O ministro da Economia, Paulo Guedes, defendeu neste domingo (29) a aprovação pelo Congresso Nacional de uma lei de emergência que permita flexibilizar, por exemplo, a Lei de Responsabilidade Fiscal (LRF) em casos de calamidade como o que o Brasil enfrenta atualmente em razão da pandemia do novo coronavírus.

Em videoconferência com integrantes da Frente Nacional dos Prefeitos, Guedes afirmou que, em razão da necessidade de elevar gastos para enfrentar o coronavírus, a LRF preocupa o governo devido ao risco de se cometer crime de responsabilidade por eventual violação de pontos da lei.

“Qual o nosso problema hoje? É a LRF, pedalada fiscal, impeachment, esse tipo de coisa. Tem que ter cláusula qualquer que, em caso de calamidade, suspende e nos permite agir rapidamente. Tenho vários secretários que dizem que não podem assinar esses atos porque dizem que se assinar vão presos e depois tem ação de impeachment contra o presidente”, disse. “Nós precisamos de uma lei de emergência. Nós precisamos trabalhar”, disse.

O ministro também defendeu que os estados e municípios também não sejam obrigados a cumprir resultado primário este ano.

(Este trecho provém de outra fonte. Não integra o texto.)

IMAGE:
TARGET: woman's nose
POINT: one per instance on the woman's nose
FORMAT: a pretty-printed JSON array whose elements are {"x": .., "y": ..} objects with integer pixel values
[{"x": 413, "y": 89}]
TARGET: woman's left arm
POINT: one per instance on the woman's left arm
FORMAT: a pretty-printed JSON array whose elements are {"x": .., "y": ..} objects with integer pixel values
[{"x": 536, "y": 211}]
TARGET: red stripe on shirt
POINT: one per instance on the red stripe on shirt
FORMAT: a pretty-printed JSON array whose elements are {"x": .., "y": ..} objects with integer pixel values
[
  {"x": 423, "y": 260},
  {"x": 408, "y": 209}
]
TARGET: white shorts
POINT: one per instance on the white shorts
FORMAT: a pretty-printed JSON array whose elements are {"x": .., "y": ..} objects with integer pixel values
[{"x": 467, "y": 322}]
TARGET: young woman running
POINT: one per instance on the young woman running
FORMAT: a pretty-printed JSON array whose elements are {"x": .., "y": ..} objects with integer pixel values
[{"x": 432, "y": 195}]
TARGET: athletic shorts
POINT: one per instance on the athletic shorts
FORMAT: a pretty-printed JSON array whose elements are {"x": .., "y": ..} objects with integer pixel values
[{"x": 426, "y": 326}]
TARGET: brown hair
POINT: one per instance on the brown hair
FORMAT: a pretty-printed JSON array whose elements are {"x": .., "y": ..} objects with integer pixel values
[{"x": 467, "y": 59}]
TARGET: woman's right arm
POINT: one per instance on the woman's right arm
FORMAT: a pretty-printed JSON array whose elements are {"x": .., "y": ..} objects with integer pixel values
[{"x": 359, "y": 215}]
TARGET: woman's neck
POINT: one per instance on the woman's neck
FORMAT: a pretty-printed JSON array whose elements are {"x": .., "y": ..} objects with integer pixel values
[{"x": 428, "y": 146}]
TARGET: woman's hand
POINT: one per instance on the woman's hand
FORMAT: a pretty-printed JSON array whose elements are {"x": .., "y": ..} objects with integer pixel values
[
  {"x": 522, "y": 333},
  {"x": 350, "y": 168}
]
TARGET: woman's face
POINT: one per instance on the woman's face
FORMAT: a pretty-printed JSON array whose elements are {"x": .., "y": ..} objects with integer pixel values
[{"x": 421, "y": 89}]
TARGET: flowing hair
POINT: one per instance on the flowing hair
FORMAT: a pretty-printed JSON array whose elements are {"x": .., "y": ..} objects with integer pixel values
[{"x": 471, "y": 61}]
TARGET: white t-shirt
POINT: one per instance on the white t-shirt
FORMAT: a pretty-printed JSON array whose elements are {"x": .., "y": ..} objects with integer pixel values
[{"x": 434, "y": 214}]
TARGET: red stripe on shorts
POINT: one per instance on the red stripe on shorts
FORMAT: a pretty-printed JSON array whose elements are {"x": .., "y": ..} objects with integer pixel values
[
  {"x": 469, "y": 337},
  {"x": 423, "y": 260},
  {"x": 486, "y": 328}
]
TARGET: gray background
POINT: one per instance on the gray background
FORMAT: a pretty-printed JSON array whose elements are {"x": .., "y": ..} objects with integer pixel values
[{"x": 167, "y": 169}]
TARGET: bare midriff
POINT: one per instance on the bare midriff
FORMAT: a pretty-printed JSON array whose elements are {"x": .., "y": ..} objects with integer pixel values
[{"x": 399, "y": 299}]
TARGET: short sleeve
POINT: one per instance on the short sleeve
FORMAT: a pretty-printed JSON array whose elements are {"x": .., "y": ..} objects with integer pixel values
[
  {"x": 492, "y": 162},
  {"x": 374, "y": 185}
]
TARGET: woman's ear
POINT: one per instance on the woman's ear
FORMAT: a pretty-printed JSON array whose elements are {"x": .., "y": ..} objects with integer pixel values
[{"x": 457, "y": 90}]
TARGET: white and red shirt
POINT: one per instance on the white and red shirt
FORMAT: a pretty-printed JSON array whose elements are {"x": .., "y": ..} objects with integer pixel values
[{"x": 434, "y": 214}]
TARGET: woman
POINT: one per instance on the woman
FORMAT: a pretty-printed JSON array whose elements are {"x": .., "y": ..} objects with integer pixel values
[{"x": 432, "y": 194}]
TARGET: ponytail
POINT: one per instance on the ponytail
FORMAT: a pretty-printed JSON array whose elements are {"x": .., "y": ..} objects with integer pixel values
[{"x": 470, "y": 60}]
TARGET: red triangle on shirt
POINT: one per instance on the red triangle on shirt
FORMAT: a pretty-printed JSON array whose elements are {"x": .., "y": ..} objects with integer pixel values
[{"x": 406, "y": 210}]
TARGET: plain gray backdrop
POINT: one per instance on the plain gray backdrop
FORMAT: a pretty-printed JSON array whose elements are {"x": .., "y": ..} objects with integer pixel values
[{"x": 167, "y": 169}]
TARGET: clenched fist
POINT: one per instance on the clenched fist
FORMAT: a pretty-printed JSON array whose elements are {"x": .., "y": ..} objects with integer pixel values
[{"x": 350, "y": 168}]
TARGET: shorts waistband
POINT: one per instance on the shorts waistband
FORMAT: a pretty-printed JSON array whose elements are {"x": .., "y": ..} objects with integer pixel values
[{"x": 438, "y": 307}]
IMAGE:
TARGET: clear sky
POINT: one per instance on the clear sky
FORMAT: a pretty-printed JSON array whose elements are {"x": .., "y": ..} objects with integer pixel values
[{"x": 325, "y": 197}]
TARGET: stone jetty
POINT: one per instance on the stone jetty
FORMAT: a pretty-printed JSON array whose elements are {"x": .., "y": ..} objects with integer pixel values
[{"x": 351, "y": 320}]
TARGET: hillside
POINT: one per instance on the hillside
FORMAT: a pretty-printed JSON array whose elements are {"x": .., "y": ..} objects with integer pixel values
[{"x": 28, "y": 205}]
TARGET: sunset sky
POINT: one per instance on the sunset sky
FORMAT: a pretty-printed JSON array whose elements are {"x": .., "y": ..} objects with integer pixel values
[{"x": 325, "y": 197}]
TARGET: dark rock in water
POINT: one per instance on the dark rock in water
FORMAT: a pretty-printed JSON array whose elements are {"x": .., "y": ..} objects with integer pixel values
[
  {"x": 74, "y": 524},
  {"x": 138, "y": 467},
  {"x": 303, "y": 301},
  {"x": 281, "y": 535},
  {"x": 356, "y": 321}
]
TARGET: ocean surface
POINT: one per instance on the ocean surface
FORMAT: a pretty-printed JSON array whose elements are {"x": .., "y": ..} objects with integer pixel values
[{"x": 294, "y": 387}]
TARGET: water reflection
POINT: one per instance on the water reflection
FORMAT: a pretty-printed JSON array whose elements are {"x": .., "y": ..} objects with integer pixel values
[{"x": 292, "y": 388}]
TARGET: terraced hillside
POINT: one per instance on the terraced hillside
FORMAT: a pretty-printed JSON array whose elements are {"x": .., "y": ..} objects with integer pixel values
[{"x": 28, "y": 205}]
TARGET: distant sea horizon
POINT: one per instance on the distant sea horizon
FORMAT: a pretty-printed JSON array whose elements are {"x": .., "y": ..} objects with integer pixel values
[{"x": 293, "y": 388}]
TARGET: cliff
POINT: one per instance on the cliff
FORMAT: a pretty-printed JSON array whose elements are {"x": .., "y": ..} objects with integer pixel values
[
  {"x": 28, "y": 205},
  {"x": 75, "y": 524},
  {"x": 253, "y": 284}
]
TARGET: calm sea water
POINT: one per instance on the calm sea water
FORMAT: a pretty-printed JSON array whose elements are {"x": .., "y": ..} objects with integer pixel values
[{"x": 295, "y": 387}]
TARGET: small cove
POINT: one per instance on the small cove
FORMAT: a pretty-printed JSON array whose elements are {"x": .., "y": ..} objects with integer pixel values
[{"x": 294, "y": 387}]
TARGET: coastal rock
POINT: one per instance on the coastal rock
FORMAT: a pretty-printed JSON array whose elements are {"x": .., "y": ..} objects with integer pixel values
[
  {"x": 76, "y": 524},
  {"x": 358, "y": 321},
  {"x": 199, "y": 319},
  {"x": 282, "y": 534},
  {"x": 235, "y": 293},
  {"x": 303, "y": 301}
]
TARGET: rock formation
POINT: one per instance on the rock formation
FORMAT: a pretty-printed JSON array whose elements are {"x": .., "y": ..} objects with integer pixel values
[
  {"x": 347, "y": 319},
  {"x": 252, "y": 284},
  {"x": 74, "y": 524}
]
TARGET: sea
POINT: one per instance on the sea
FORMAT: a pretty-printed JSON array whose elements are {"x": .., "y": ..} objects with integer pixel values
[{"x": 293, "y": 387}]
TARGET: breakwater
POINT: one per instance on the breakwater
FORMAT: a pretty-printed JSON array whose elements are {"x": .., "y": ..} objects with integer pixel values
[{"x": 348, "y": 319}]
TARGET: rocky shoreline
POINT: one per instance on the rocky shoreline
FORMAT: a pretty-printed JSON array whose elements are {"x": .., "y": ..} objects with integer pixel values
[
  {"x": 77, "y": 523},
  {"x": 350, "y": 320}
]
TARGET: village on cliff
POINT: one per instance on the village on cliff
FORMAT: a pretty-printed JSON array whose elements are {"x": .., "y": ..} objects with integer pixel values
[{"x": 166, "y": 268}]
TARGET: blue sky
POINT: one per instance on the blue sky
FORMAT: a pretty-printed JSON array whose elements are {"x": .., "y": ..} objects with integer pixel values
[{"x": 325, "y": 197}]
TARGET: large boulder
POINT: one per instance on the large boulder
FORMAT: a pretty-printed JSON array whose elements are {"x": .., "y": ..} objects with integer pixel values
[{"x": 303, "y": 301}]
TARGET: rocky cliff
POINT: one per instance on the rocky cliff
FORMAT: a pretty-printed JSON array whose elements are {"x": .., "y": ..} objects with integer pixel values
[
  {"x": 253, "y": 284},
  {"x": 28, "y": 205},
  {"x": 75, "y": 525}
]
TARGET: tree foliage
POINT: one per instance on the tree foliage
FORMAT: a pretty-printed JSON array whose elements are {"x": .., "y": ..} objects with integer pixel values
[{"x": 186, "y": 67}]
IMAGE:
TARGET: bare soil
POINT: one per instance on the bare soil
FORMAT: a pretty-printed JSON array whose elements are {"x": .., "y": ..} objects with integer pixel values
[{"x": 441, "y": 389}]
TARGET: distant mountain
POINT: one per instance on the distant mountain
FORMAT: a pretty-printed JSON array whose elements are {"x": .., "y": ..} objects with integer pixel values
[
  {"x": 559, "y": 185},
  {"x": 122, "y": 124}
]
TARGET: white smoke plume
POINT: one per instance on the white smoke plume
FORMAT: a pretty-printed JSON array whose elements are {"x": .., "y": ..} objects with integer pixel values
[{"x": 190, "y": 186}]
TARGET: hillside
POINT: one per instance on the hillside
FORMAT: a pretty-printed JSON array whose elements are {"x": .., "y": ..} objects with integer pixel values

“Da mesma forma que ocorreu com o governo federal tem que acontecer a mesma coisa para estados e municípios. Suspender a obrigação de cumprir resultado primário”, disse.

Dívida dos municípios

Durante a videoconferência, que contou com a participação de diversos prefeitos, Guedes afirmou também que as dívidas das prefeituras vão ser roladas, inclusive as dívidas com bancos públicos e privados, mas que isso ainda precisa ser operacionalizado.

“A ideia é de não pagar bancos públicos, privados e rolar dívidas. Estamos lutando nessa frente. É evidente que tudo isso vai ser rolado. O FMI já está oferecendo dinheiro, o Banco Mundial já está oferecendo dinheiro. Vamos rolar essa dívida toda. A ideia é não tirar o dinheiro da base”, disse.

Guedes também afirmou que o governo vai aplicar mais recursos em cidades mais atingidas pelo coronavírus. Segundo ele, depois de dar uma “chuveirada” em todos os estados e municípios, o governo vai se concentrar agora cidades com mais focos da doença.